Some 275 million people visited America's national parks in 2007. And part of what they came for -- the grand vistas, for instance -- will still be around for our children's grandchildren. But many plants and animals that inhabit the parks won't last that long. United Nations scientists say that 20 to 30 percent of Earth's species will be at risk of extinction by 2100 -- even if we reduce our greenhouse-gas emissions 80 percent by the middle of this century. Which species survive will depend in part on what actions humans take in the next few years.
I recently visited two of the most vulnerable national parks, Everglades and Glacier, to see what climate change has done so far and to ask what park managers and scientists intend to do about it. If the National Park Service is America's Noah, I wanted to see how the ark was coming along.

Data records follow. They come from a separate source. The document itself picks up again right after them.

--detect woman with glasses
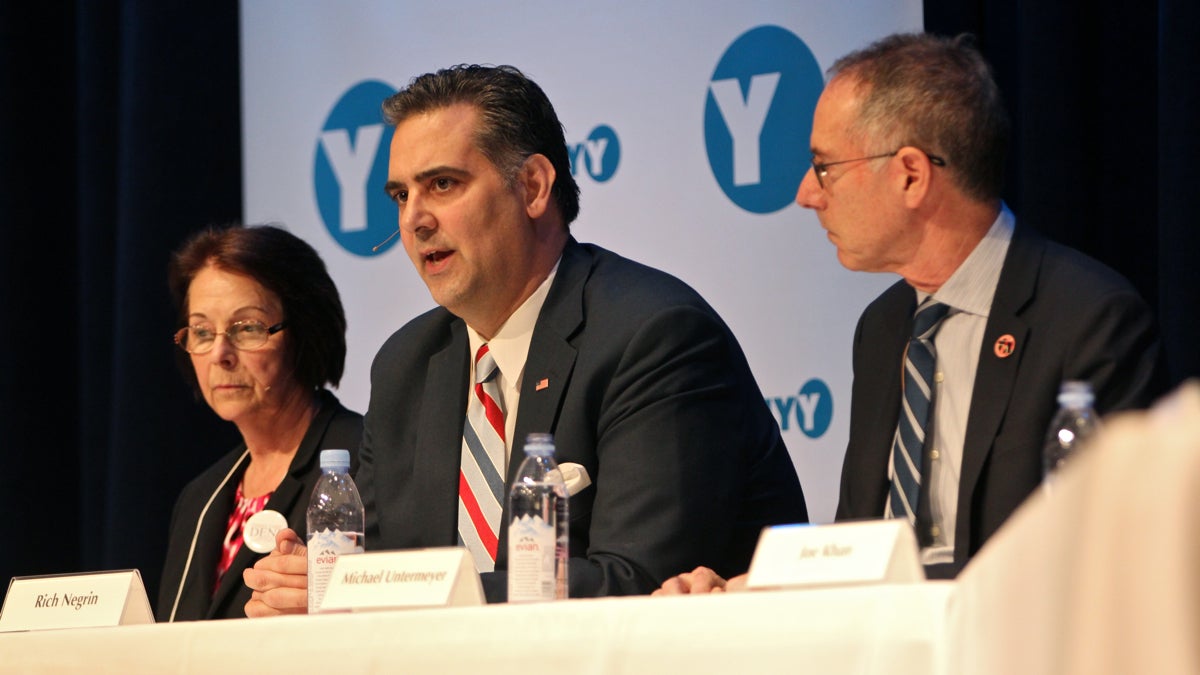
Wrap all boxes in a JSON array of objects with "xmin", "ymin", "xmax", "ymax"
[{"xmin": 157, "ymin": 224, "xmax": 362, "ymax": 621}]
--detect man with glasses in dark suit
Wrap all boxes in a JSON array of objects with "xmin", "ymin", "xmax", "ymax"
[{"xmin": 657, "ymin": 32, "xmax": 1165, "ymax": 595}]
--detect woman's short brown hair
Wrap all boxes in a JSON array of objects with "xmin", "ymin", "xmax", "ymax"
[{"xmin": 168, "ymin": 223, "xmax": 347, "ymax": 393}]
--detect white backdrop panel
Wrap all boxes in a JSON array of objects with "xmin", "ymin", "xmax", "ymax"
[{"xmin": 241, "ymin": 0, "xmax": 923, "ymax": 523}]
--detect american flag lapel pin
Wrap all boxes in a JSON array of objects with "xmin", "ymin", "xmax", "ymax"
[{"xmin": 535, "ymin": 378, "xmax": 549, "ymax": 391}]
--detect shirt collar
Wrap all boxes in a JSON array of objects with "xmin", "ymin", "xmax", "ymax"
[
  {"xmin": 921, "ymin": 202, "xmax": 1014, "ymax": 317},
  {"xmin": 466, "ymin": 258, "xmax": 561, "ymax": 388}
]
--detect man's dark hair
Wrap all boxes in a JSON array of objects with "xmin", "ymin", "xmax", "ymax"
[{"xmin": 383, "ymin": 64, "xmax": 581, "ymax": 226}]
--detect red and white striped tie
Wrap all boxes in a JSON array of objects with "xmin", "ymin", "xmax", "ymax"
[{"xmin": 458, "ymin": 343, "xmax": 507, "ymax": 572}]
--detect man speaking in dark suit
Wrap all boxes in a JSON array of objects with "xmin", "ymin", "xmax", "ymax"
[
  {"xmin": 657, "ymin": 32, "xmax": 1165, "ymax": 595},
  {"xmin": 243, "ymin": 64, "xmax": 808, "ymax": 610}
]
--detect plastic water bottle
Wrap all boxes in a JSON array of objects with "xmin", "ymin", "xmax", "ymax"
[
  {"xmin": 507, "ymin": 433, "xmax": 568, "ymax": 602},
  {"xmin": 306, "ymin": 449, "xmax": 364, "ymax": 613},
  {"xmin": 1042, "ymin": 381, "xmax": 1101, "ymax": 484}
]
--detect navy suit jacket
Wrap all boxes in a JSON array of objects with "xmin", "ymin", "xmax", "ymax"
[
  {"xmin": 358, "ymin": 239, "xmax": 809, "ymax": 601},
  {"xmin": 836, "ymin": 223, "xmax": 1166, "ymax": 570},
  {"xmin": 157, "ymin": 391, "xmax": 362, "ymax": 621}
]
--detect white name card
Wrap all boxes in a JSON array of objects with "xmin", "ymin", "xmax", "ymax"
[
  {"xmin": 0, "ymin": 569, "xmax": 154, "ymax": 632},
  {"xmin": 319, "ymin": 548, "xmax": 484, "ymax": 612},
  {"xmin": 745, "ymin": 520, "xmax": 924, "ymax": 590}
]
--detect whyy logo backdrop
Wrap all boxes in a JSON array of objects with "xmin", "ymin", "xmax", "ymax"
[
  {"xmin": 705, "ymin": 25, "xmax": 824, "ymax": 214},
  {"xmin": 313, "ymin": 80, "xmax": 399, "ymax": 257}
]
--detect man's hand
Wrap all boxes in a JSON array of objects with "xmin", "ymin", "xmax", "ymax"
[
  {"xmin": 243, "ymin": 528, "xmax": 309, "ymax": 617},
  {"xmin": 651, "ymin": 566, "xmax": 748, "ymax": 596}
]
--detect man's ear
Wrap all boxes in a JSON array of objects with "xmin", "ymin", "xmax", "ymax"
[
  {"xmin": 897, "ymin": 147, "xmax": 934, "ymax": 208},
  {"xmin": 520, "ymin": 153, "xmax": 555, "ymax": 219}
]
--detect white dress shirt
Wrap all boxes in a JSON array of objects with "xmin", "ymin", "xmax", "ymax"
[
  {"xmin": 904, "ymin": 205, "xmax": 1014, "ymax": 565},
  {"xmin": 465, "ymin": 261, "xmax": 560, "ymax": 471}
]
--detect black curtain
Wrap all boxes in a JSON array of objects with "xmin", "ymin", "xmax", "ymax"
[
  {"xmin": 1, "ymin": 1, "xmax": 1197, "ymax": 610},
  {"xmin": 924, "ymin": 0, "xmax": 1200, "ymax": 385},
  {"xmin": 0, "ymin": 2, "xmax": 241, "ymax": 605}
]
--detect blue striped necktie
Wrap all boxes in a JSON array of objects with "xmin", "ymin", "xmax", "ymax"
[
  {"xmin": 888, "ymin": 299, "xmax": 951, "ymax": 526},
  {"xmin": 458, "ymin": 344, "xmax": 507, "ymax": 572}
]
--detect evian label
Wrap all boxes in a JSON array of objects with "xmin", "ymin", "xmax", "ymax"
[
  {"xmin": 307, "ymin": 529, "xmax": 364, "ymax": 613},
  {"xmin": 507, "ymin": 514, "xmax": 557, "ymax": 602}
]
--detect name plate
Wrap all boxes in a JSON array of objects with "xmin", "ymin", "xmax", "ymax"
[
  {"xmin": 319, "ymin": 548, "xmax": 484, "ymax": 612},
  {"xmin": 0, "ymin": 569, "xmax": 154, "ymax": 632},
  {"xmin": 745, "ymin": 520, "xmax": 924, "ymax": 590}
]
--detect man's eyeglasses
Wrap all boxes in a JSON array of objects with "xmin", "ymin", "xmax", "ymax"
[
  {"xmin": 811, "ymin": 149, "xmax": 946, "ymax": 189},
  {"xmin": 174, "ymin": 320, "xmax": 287, "ymax": 354}
]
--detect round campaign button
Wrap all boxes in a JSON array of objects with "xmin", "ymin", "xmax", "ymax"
[
  {"xmin": 244, "ymin": 509, "xmax": 288, "ymax": 553},
  {"xmin": 993, "ymin": 334, "xmax": 1016, "ymax": 359}
]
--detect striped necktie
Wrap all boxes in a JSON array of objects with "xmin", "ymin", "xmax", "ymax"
[
  {"xmin": 458, "ymin": 343, "xmax": 507, "ymax": 572},
  {"xmin": 888, "ymin": 298, "xmax": 951, "ymax": 526}
]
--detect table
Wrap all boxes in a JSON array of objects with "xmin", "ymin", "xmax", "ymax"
[{"xmin": 0, "ymin": 582, "xmax": 952, "ymax": 674}]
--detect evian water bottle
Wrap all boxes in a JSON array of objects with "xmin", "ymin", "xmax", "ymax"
[
  {"xmin": 306, "ymin": 449, "xmax": 364, "ymax": 613},
  {"xmin": 1042, "ymin": 380, "xmax": 1102, "ymax": 487},
  {"xmin": 507, "ymin": 433, "xmax": 569, "ymax": 602}
]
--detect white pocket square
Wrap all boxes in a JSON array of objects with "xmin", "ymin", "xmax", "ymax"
[{"xmin": 552, "ymin": 462, "xmax": 592, "ymax": 497}]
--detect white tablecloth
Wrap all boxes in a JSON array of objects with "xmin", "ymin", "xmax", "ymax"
[
  {"xmin": 948, "ymin": 381, "xmax": 1200, "ymax": 675},
  {"xmin": 0, "ymin": 583, "xmax": 952, "ymax": 674}
]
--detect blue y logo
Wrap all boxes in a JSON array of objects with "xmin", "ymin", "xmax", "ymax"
[
  {"xmin": 313, "ymin": 80, "xmax": 398, "ymax": 256},
  {"xmin": 568, "ymin": 125, "xmax": 621, "ymax": 182},
  {"xmin": 767, "ymin": 378, "xmax": 833, "ymax": 439},
  {"xmin": 705, "ymin": 26, "xmax": 824, "ymax": 213}
]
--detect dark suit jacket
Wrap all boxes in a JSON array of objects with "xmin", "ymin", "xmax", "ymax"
[
  {"xmin": 358, "ymin": 239, "xmax": 808, "ymax": 601},
  {"xmin": 836, "ymin": 222, "xmax": 1167, "ymax": 571},
  {"xmin": 157, "ymin": 390, "xmax": 363, "ymax": 621}
]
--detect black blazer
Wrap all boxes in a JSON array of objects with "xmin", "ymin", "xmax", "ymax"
[
  {"xmin": 157, "ymin": 390, "xmax": 363, "ymax": 621},
  {"xmin": 358, "ymin": 238, "xmax": 809, "ymax": 601},
  {"xmin": 836, "ymin": 222, "xmax": 1167, "ymax": 570}
]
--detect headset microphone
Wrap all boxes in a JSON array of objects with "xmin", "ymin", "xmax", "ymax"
[{"xmin": 372, "ymin": 228, "xmax": 401, "ymax": 252}]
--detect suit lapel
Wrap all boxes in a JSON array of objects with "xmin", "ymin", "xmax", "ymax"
[
  {"xmin": 205, "ymin": 474, "xmax": 302, "ymax": 618},
  {"xmin": 206, "ymin": 396, "xmax": 337, "ymax": 618},
  {"xmin": 510, "ymin": 239, "xmax": 586, "ymax": 459},
  {"xmin": 179, "ymin": 450, "xmax": 246, "ymax": 620},
  {"xmin": 495, "ymin": 240, "xmax": 586, "ymax": 567},
  {"xmin": 414, "ymin": 321, "xmax": 471, "ymax": 545},
  {"xmin": 957, "ymin": 223, "xmax": 1043, "ymax": 551},
  {"xmin": 858, "ymin": 288, "xmax": 916, "ymax": 513}
]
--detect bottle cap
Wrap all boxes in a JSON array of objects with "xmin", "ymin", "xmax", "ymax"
[
  {"xmin": 523, "ymin": 432, "xmax": 555, "ymax": 456},
  {"xmin": 1057, "ymin": 380, "xmax": 1095, "ymax": 407},
  {"xmin": 243, "ymin": 509, "xmax": 288, "ymax": 553},
  {"xmin": 319, "ymin": 449, "xmax": 351, "ymax": 470}
]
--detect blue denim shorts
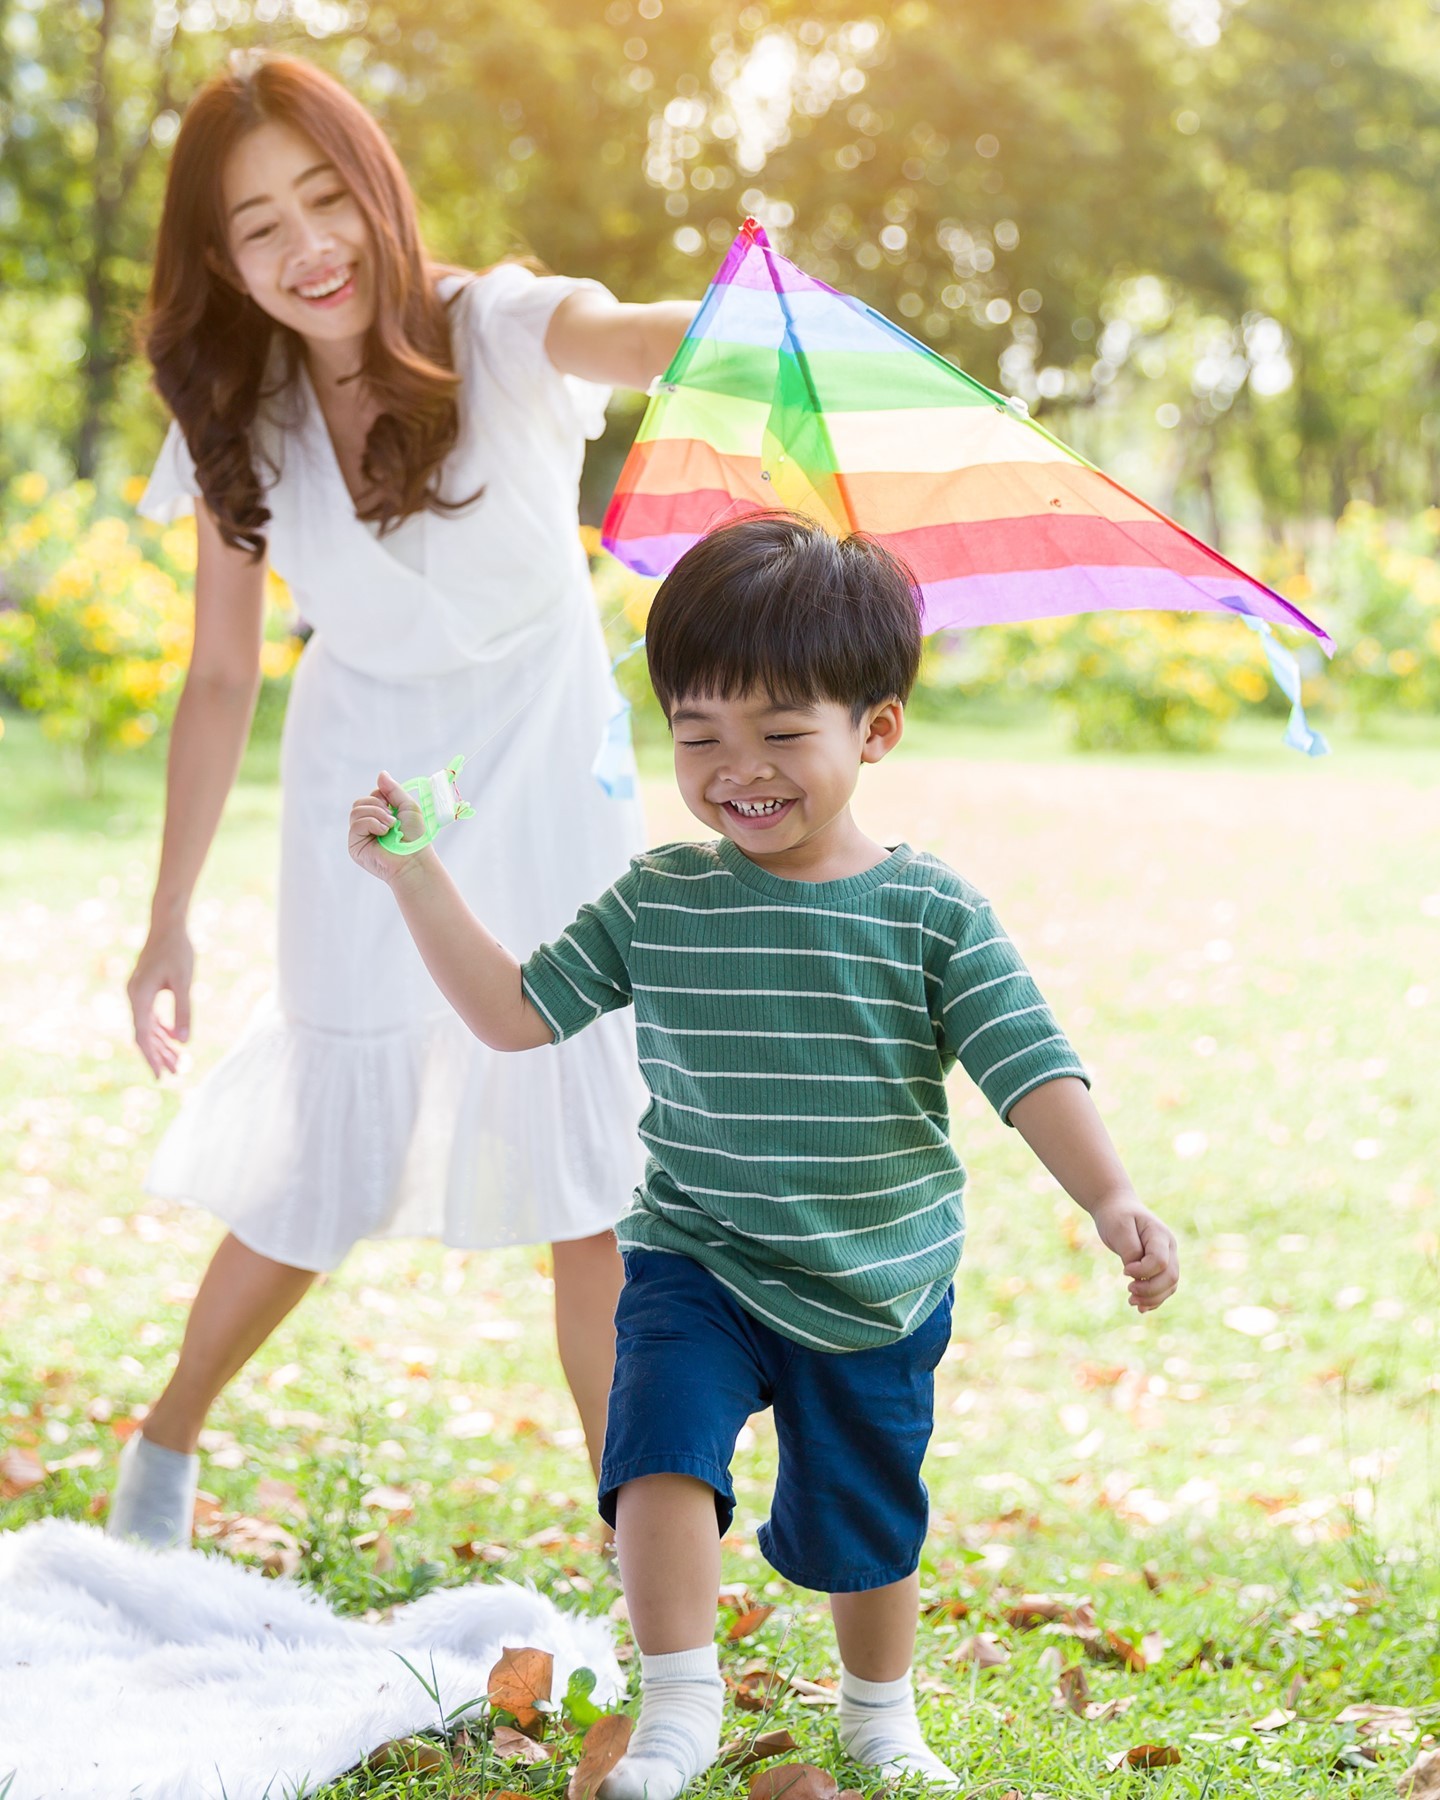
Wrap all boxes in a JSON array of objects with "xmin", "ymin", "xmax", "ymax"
[{"xmin": 598, "ymin": 1250, "xmax": 953, "ymax": 1594}]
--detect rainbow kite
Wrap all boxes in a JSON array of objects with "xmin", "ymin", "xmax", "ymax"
[{"xmin": 602, "ymin": 219, "xmax": 1330, "ymax": 751}]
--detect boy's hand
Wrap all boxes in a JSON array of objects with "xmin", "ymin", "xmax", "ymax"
[
  {"xmin": 348, "ymin": 771, "xmax": 430, "ymax": 884},
  {"xmin": 1089, "ymin": 1193, "xmax": 1179, "ymax": 1312}
]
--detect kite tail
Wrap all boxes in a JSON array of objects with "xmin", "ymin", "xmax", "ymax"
[
  {"xmin": 1239, "ymin": 615, "xmax": 1329, "ymax": 757},
  {"xmin": 592, "ymin": 638, "xmax": 648, "ymax": 800}
]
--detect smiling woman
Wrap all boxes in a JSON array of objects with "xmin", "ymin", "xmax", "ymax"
[{"xmin": 102, "ymin": 51, "xmax": 698, "ymax": 1552}]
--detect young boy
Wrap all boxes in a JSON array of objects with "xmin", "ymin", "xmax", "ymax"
[{"xmin": 349, "ymin": 512, "xmax": 1180, "ymax": 1795}]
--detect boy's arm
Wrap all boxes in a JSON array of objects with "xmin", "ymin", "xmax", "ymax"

To get a good look at what climate change has wrought, there's no better vantage point than Glacier. Tucked away along Montana's Ca-nadian border, it's a heartthrob of a park, with dizzying snowcapped spires and glistening waterfalls. Its waters flow all the way to the Pacific, Hudson Bay, and the Gulf of Mexico, making it the "crown of the continent." A short stroll off Going-to-the-Sun Road can bring a visitor face-to-face with a mountain goat or a bighorn sheep. All of the West's big native carnivores are still here -- black bears, grizzlies, wolves, wolverines, cougars. But melting ice is the latest tourist attraction. The number of visitors rose by 20 percent between 2000 and 2007, in part because people want to behold the glaciers before they disappear.